Anti-PPP alliance vows to raise its voice for Sindh

'Allied opposition parties will field candidates against PPP, provide alternate leadership'

HYDERABAD:

The anti-Pakistan Peoples Party alliance met at the Gohar Palace in Khangarh, Ghotki district, on Saturday, vowing to strengthen the group on the line of Larkana Ittehad, which defeated a PPP candidate in the 2018 general elections.

"Sindh's people are looking towards alternate leadership," argued Maulana Rashid Mehmood Soomro and Sardar Ali Gohar Khan Mahar at a press conference held after the meeting of the political leaders.

The whole province has been turned into ruins and the condition of Larkana reminds us of Mohenjo Daro, they maintained. Soomro said that the meeting has decided that all the opposition figures will together raise their voice for Sindh.

"Our alliance will provide the leadership which the people of Sindh have been looking for and we will help poor and downtrodden people get their rights."
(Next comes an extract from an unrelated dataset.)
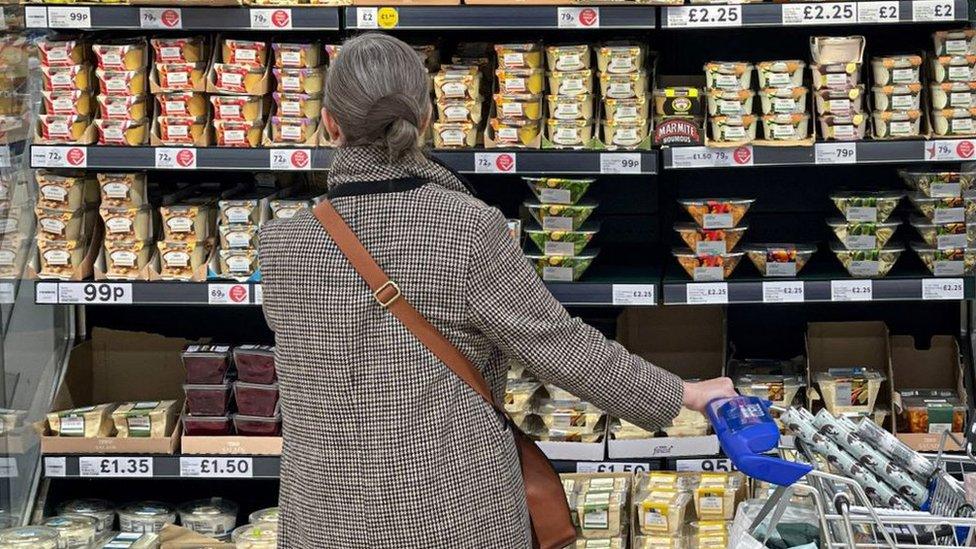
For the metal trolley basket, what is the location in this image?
[748,427,976,549]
Soomro disclosed that it has been decided in the meeting that this was an electoral alliance in which candidates will contest on tickets from their respective parties against PPP candidates in the next elections.
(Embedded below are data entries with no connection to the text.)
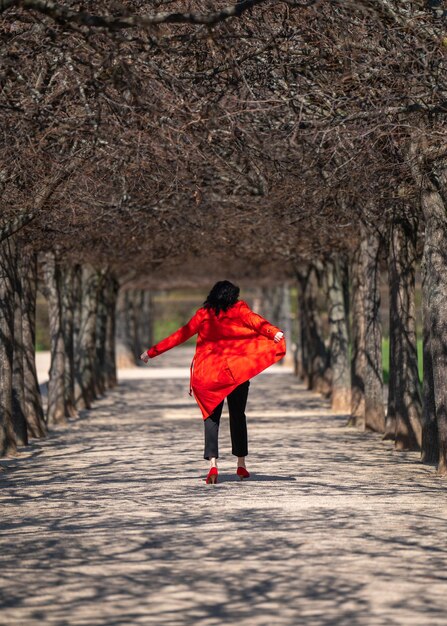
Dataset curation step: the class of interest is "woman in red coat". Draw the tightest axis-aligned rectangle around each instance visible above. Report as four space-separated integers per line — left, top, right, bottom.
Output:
140 280 286 483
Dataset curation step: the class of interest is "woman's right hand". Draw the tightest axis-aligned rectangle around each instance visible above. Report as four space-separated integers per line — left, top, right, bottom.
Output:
140 352 149 363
He acknowledged that his party Jamaat-e-Ulema-eIslam-Fazl (JUI-F) had formed a coalition with the PPP and he termed this a mistake.

"But now we are with the opposition parties." Responding to a question as to which political figures are joining their alliance, Soomro said they will show their cards at the right time.

Meanwhile, Mahar claimed that their league would not disappoint the people of Sindh. "We will fulfill the hopes of the province's people about governance and performance [after winning the elections." The alliance held its first meeting over a week ago in Larkana.

On the other hand, Sindh Chief Minister Syed Murad Ali Shah dismissed the alliance, calling it an air bubble.

"The alliance will prove to be an air bubble which will burst in the next elections," he said while speaking to the media in Sehwan, Jamshoro district, on Saturday.

He contended that unlike the defeated figures in the coalition, the PPP had deep roots among the people that were planted by former prime ministers and PPP leaders Zulfiqar Ali Bhutto and Benazir Bhutto.

"These empty vessels have no strength to root out the Public-PPP relationship."

Emphasising the political significance of his party, he argued that when PPP parted ways with the Pakistan Democratic Movement (PDM) the grouping lost its political strength and purpose.

Meanwhile, PPP Sindh president Nisar Ahmed Khuhro described the alliance as a bunch of retired politicians while speaking to the media in Larkana.

"We are confident that the PPP alone can defeat such a group." He said the PPP will emerge victorious in the next local government and general elections.